Elections européennes

Le Front de gauche veut changer l’Europe sans sortir de l’euro

Elections européennes

par Ivan du Roy

Sortir de l’euro ou pas : la question fait discrètement débat à gauche, via les prises de position d’Emmanuel Todd ou les discussions au sein des « économistes atterrés », qui regroupent des économistes de gauche. De son côté, le Front de gauche a tranché : « Certains prônent la sortie de l’euro et la mise en œuvre de politiques de dévaluation compétitive. Ce projet est économiquement hasardeux. Il alourdirait l’encours de la dette publique, renchérirait les importations, ce qui pèserait sur le niveau de vie de la population, et ouvrirait la porte à la spéculation sur la nouvelle monnaie, donnant ainsi une arme puissante aux marchés financiers. » Si l’Euro, « tel qu’il est aujourd’hui n’est plus supportable pour les peuples », tourner le dos à la monnaie unique n’est pas d’actualité.

« Chocs diplomatiques »

Le Front de gauche, qui regroupe le Parti communiste, le Parti de gauche et plusieurs composantes de la gauche sociale et écologiste, est en train de préciser ses grandes orientations pour l’Union européenne, dans un texte – « Rompre et refonder l’Europe » – en cours de finalisation. Si l’euro n’est pas remis en cause, les futurs eurodéputés souhaitent cependant créer des « chocs diplomatiques » au sein de l’Union. Ces chocs diplomatiques visent à transformer la Banque centrale européenne (BCE), lutter contre le dumping social, relocaliser la production ou accélérer le développement des énergies renouvelables.

La BCE ? Elle devra « prêter directement aux États et aux collectivités territoriales » à des taux défiant toute concurrence. Un « Fonds européen de développement social, écologique et solidaire » aidera les entreprises « qui développent l’emploi, dans le respect de critères sociaux et écologiques précis ». Les transactions financières seront taxées et « tout mouvement de capitaux allant vers un paradis fiscal » bloqué. Le Front de gauche souhaite l’émergence d’un salaire minimum commun et refusera la directive européenne sur le détachement des travailleurs. Celle-ci permet à un employeur de faire venir temporairement des travailleurs d’un autre pays européen et de s’acquitter des cotisations sociales en vigueur dans le pays d’origine. La France compte environ 150 000 salariés détachés, originaires de Pologne, du Portugal ou de Roumanie, employés principalement dans le BTP et l’intérim. Pour favoriser la relocalisation des activités, une taxe kilométrique et des « visas sociaux et environnementaux » seront instaurés aux frontières de l’UE.

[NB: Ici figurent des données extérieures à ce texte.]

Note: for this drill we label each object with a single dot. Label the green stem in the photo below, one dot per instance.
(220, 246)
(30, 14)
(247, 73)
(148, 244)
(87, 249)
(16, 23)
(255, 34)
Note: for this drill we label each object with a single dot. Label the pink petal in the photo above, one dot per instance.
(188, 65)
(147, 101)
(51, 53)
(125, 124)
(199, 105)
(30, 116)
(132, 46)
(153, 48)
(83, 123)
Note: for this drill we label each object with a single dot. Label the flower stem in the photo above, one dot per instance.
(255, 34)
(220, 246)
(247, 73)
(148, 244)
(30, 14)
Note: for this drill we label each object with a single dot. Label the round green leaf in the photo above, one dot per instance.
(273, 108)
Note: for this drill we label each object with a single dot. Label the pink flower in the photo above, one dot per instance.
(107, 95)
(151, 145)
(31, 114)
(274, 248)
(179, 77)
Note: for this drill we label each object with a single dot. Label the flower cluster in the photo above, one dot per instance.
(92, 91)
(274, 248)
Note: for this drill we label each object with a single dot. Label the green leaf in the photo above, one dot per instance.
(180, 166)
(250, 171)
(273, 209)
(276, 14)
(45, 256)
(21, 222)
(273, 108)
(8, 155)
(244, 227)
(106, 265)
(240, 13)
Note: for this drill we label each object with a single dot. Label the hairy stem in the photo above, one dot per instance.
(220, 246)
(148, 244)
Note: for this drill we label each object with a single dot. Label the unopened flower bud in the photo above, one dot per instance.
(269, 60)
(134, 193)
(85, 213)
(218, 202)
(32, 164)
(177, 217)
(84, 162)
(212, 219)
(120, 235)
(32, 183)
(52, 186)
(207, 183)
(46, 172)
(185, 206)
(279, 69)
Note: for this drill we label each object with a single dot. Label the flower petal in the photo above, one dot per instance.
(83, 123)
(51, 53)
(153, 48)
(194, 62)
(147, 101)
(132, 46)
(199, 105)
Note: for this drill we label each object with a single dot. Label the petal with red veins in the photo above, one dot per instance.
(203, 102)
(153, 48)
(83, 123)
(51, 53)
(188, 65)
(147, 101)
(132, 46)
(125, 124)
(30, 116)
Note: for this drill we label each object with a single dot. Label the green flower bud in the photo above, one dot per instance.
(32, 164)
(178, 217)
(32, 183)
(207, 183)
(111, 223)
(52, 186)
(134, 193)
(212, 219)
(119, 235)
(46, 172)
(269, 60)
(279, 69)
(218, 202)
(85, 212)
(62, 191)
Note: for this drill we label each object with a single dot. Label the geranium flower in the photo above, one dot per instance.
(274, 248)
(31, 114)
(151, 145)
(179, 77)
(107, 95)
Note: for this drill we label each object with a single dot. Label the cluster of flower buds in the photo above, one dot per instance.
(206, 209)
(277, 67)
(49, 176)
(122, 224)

« Des mesures unilatérales coopératives »

« Nous pouvons être la bonne surprise de ces élections, bouleverser le paysage politique en France, faire gagner la gauche qui s’oppose à la politique d’austérité », espère la coalition de gauche, créditée d’environ 9% des voix dans les sondages (contre 6,5% en 2009). Reste que pour mettre en œuvre ses « chocs diplomatiques », il devra compter sur les bons résultats de ses partenaires européens. En Allemagne, Die Linke (« La gauche ») est crédité d’environ 8% des voix. En Grèce, la coalition de la gauche radicale Syriza devrait approcher les 30% (contre 5% aux élections européennes de 2009), et les communistes plus orthodoxes du KKE obtenir 8%. En Espagne, Izquierda Unida (« Gauche unie ») espère tripler son résultat de 2009 et atteindre les 12%.

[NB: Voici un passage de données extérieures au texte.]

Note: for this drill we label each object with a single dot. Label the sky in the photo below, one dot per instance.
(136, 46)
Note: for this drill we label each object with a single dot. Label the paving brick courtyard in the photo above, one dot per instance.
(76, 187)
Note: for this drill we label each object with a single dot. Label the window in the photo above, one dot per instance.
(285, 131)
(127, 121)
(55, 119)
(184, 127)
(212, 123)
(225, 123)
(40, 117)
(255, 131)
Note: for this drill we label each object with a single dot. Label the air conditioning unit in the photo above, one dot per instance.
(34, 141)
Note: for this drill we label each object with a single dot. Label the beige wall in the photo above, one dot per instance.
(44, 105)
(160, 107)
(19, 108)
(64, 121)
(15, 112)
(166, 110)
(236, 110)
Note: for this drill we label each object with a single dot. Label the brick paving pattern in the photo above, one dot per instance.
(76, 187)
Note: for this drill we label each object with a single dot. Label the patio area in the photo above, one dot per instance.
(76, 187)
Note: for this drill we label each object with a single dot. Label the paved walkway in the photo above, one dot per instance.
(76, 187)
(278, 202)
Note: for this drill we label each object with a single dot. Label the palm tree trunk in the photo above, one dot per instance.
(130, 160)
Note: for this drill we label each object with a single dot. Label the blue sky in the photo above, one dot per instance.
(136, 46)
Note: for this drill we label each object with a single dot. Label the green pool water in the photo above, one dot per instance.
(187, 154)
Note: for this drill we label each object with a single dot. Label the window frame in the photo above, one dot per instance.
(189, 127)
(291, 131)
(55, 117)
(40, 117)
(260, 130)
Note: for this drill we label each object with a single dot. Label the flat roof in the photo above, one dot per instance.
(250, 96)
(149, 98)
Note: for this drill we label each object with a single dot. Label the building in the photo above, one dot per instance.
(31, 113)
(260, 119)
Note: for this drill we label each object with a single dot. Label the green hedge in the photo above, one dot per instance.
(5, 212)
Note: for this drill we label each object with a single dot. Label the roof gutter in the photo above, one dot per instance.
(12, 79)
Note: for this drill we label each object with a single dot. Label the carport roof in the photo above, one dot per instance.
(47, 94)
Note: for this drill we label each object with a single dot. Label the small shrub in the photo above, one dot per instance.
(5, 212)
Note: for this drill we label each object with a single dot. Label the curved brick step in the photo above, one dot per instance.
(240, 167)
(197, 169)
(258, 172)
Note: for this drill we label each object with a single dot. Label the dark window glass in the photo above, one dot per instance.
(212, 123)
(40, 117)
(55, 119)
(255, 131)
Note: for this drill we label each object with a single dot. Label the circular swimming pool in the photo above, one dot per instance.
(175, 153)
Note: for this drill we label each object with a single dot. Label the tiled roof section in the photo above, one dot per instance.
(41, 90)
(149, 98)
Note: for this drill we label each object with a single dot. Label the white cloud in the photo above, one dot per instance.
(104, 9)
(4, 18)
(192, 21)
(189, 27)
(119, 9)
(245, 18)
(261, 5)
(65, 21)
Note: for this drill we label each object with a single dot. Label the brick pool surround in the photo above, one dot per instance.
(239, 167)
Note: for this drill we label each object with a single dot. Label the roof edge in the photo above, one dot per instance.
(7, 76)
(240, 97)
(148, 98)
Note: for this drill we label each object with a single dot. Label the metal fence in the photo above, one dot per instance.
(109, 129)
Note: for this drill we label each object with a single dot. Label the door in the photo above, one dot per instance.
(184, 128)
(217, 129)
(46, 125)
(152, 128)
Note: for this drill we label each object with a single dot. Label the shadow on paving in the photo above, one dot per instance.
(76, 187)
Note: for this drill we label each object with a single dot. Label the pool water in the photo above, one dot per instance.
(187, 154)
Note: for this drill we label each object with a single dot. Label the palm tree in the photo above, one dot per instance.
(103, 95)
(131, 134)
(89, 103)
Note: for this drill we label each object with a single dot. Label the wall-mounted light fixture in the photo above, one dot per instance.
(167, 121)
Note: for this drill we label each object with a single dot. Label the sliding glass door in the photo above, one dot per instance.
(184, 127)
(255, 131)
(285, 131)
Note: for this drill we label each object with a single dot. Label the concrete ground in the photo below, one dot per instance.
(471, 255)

Au Portugal voisin, la Coalition démocratique unitaire, qui regroupe communistes et écologistes, pèse environ 11% des suffrages et son concurrent de la gauche radical (le Bloc de gauche) 5%. En Italie, les listes de « L’autre Europe » avoisinent également les 5%. Enfin, en Irlande, le Sinn Fein devrait attirer entre 15% et 20% des électeurs (contre 11% en 2009). Même si tous ces eurodéputés n’émargeront pas, à Strasbourg, au sein du groupe parlementaire de la gauche unitaire européenne – plusieurs préfèreront le groupe écologiste –, celui-ci augmentera très probablement le nombre de ses eurodéputés (35 élus actuellement), qui pourrait presque doubler.

Mais cela ne suffira pas à créer le rapport de force nécessaire au sein de l’Europe pour reprendre le contrôle de la BCE, taxer les transactions financières ou stopper le dumping social. En cas d’échec, le Front de gauche estime qu’un véritable gouvernement de transformation devra avancer seul au niveau national, quitte à prendre « des mesures unilatérales coopératives ». Une notion qui demeure diplomatiquement ambiguë.